Ao longo dos últimos 20 anos, Randall D. Boni tem-se dedicado a estas esculturas com moto-serra, em temáticas que incidem sobretudo na vida selvagem ou indígena, executando diversos trabalhos por encomenda e ensinando a sua arte a alunos interessados. Como podem verificar no seu site aqui.
Entretanto também já está na hora de sairmos da toca, para todos gozarmos um...

EXCELENTE E DIVERTIDO FIM  DE SEMANA!!!

Imagens da net.

quinta-feira, 20 de janeiro de 2011

DO MELHOR PAPEL SAI A ESCULTURA

Patty e Allen Eckman foram colegas na Art Center College of Design, nos Estados Unidos da América dos anos 70, e daí nasceu uma parceria para a vida, tanto profissional como pessoal- casaram.pouco depois de terminarem os estudos.

Ao longo de 12 anos trabalharam conjuntamente numa agência de publicidade enquanto criavam os três filhos, mas o stress do mundo publicitário não lhes agradava por aí além. Mas como mudar de vida?

Como o mundo dá muitas voltas e por vezes somos bafejados com um golpe de sorte, Allen descobriu que podia produzir um papel diferente de todos aqueles que utilizamos normalmente em diversas ocasiões, com características que permitiam que o modelasse, segundo um método que veio a desenvolver desde 1988.

Assim, desde essa época que o casal se empenhou na modelação e escultura de figuras de papel, dignas de figurar em qualquer museu, como se pode avaliar pelas fotografias.

Ambos fascinados pela vida selvagem, cultura indígena, conquista do Oeste e Guerra Civil americana, desenvolvem o seu trabalho em torno dessas temáticas, sendo que Patty também se inclina para flores e pássaros como motivo de inspiração.
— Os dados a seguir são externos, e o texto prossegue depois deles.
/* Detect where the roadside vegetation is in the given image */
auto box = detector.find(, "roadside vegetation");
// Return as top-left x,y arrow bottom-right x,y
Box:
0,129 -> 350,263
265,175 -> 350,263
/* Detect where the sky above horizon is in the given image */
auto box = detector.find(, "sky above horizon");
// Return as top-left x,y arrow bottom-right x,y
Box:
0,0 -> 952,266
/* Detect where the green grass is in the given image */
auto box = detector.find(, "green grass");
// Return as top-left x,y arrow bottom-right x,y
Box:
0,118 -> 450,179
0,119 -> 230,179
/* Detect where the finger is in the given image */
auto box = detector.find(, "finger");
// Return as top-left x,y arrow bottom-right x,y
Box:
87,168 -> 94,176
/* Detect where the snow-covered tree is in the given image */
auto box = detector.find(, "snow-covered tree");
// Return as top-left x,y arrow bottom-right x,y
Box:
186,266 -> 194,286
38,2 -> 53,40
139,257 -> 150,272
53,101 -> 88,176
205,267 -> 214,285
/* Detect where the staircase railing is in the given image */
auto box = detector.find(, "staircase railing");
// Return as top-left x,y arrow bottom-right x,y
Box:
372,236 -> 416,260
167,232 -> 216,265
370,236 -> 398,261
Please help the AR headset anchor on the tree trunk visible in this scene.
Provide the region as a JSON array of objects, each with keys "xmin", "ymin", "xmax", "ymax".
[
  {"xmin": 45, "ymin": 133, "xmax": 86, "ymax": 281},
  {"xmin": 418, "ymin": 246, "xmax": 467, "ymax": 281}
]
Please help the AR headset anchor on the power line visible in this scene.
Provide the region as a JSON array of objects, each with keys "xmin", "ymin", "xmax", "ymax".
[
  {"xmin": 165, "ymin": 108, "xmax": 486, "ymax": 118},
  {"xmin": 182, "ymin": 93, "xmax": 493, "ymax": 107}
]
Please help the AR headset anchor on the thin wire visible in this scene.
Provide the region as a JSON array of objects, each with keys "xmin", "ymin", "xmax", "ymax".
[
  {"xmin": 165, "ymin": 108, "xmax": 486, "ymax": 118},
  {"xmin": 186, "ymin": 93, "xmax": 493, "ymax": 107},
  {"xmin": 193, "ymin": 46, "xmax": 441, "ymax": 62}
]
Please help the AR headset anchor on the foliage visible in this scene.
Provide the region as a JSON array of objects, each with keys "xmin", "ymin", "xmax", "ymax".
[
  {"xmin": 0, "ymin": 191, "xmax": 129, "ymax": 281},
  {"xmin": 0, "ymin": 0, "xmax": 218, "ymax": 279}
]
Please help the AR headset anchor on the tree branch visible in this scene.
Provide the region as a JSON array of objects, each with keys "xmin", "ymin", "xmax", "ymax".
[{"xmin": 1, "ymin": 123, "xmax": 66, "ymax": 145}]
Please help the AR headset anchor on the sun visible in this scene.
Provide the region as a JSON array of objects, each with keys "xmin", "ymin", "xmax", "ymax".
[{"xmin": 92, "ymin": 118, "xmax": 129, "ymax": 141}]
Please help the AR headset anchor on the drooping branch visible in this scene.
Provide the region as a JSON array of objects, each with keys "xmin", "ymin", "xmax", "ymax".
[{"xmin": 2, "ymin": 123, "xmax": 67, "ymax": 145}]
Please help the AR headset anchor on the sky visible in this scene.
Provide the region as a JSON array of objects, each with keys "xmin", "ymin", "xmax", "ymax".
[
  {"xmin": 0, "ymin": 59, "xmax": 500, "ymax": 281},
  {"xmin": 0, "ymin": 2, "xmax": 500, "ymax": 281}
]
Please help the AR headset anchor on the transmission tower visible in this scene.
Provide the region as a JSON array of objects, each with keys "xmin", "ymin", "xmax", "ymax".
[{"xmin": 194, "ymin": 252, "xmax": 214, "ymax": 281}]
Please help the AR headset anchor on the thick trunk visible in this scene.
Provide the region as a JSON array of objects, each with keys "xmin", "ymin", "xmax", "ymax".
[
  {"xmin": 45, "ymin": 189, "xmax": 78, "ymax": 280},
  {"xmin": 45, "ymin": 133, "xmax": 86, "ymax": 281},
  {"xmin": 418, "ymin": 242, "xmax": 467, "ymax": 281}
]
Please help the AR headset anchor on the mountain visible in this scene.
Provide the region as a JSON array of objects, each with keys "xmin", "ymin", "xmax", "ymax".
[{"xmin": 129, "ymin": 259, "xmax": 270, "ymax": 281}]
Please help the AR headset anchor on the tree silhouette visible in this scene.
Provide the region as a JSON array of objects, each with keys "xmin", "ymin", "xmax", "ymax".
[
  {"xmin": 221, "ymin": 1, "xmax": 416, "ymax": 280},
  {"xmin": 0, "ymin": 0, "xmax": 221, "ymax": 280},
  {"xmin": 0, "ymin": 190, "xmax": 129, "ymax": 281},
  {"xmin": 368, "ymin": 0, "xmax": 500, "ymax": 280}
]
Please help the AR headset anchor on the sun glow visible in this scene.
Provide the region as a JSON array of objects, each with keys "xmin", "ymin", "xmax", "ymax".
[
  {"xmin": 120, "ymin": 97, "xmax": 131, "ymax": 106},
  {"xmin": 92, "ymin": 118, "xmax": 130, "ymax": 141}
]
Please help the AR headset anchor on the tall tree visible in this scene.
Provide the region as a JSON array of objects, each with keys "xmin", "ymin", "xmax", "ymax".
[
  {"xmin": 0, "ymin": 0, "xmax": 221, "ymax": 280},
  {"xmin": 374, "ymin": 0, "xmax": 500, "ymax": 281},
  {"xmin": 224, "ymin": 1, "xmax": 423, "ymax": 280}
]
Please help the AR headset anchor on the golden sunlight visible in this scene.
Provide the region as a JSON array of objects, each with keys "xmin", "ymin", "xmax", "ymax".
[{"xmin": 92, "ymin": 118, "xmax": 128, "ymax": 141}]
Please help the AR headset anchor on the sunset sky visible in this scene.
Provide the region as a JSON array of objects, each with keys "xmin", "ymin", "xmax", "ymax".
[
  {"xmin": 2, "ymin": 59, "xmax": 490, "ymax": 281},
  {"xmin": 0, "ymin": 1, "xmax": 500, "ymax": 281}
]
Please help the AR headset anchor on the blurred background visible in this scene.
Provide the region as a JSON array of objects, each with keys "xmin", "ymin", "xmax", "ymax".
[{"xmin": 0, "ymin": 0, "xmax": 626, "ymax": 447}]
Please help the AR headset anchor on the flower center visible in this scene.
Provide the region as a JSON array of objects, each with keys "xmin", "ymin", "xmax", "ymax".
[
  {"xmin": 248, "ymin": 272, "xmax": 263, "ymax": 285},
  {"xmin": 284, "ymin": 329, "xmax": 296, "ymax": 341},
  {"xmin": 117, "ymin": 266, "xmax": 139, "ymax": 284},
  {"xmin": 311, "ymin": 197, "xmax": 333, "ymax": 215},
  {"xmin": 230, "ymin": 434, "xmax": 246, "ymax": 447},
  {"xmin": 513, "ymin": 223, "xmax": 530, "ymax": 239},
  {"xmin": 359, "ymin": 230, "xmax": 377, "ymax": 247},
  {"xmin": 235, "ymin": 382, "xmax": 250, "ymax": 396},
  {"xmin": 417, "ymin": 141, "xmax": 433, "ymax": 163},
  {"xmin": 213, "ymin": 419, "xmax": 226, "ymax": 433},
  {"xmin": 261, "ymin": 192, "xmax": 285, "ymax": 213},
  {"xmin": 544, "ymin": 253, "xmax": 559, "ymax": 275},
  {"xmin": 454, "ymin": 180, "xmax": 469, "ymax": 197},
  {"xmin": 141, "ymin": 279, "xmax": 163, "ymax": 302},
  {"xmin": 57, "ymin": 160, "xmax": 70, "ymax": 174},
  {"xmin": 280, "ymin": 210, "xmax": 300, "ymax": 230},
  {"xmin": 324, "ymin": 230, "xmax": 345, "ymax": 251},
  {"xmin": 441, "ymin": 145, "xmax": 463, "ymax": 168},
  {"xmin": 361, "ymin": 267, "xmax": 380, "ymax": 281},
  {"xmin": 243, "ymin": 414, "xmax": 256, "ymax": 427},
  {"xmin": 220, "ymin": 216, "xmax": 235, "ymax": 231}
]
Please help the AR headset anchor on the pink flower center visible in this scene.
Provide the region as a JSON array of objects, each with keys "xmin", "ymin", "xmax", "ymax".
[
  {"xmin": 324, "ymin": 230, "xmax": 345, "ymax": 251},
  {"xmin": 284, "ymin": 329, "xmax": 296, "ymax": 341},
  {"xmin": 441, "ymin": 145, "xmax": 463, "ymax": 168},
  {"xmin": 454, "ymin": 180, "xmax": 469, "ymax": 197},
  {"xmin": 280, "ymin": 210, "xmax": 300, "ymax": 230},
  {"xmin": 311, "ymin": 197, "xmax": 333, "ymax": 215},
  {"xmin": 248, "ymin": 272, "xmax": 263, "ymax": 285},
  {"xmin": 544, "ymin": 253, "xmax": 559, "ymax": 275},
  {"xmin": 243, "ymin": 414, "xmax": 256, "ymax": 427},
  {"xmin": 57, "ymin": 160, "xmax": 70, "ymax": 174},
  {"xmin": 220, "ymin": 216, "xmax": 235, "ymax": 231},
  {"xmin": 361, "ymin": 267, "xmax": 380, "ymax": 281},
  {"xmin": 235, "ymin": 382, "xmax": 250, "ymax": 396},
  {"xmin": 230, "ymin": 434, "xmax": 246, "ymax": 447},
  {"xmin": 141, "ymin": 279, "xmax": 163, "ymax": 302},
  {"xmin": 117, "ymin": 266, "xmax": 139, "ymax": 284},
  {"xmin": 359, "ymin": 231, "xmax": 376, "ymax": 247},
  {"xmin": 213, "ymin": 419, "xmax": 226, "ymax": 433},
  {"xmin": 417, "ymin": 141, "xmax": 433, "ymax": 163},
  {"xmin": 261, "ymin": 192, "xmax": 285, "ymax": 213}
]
Contudo, muitas das suas obras são realizadas e assinadas pelos dois. Convém referir que algumas demoram largos meses até serem finalizadas...
Curioso ainda é que o interesse de Allen pelos povos nativos americanos partiu do momento em que, ainda criança, o avô lhe contou que a família tinha antepassados Cherokee.

O resultado do trabalho destes artistas é o que está à vista nestas esculturas brancas, leves e minuciosamente detalhadas. Mais, se visitarem o site de Patty e Allen Eckman e se desejarem aprender as suas técnicas, eles fornecem os ensinamentos e meios necessários mediante uma certa quantia (que não sei qual é). Evidentemente, atingir esta mestria não será para todos, mesmo que possuam grandes dotes artísticos, eheheh!
 
Imagens da net, provavelmente fotografadas pelos próprios autores.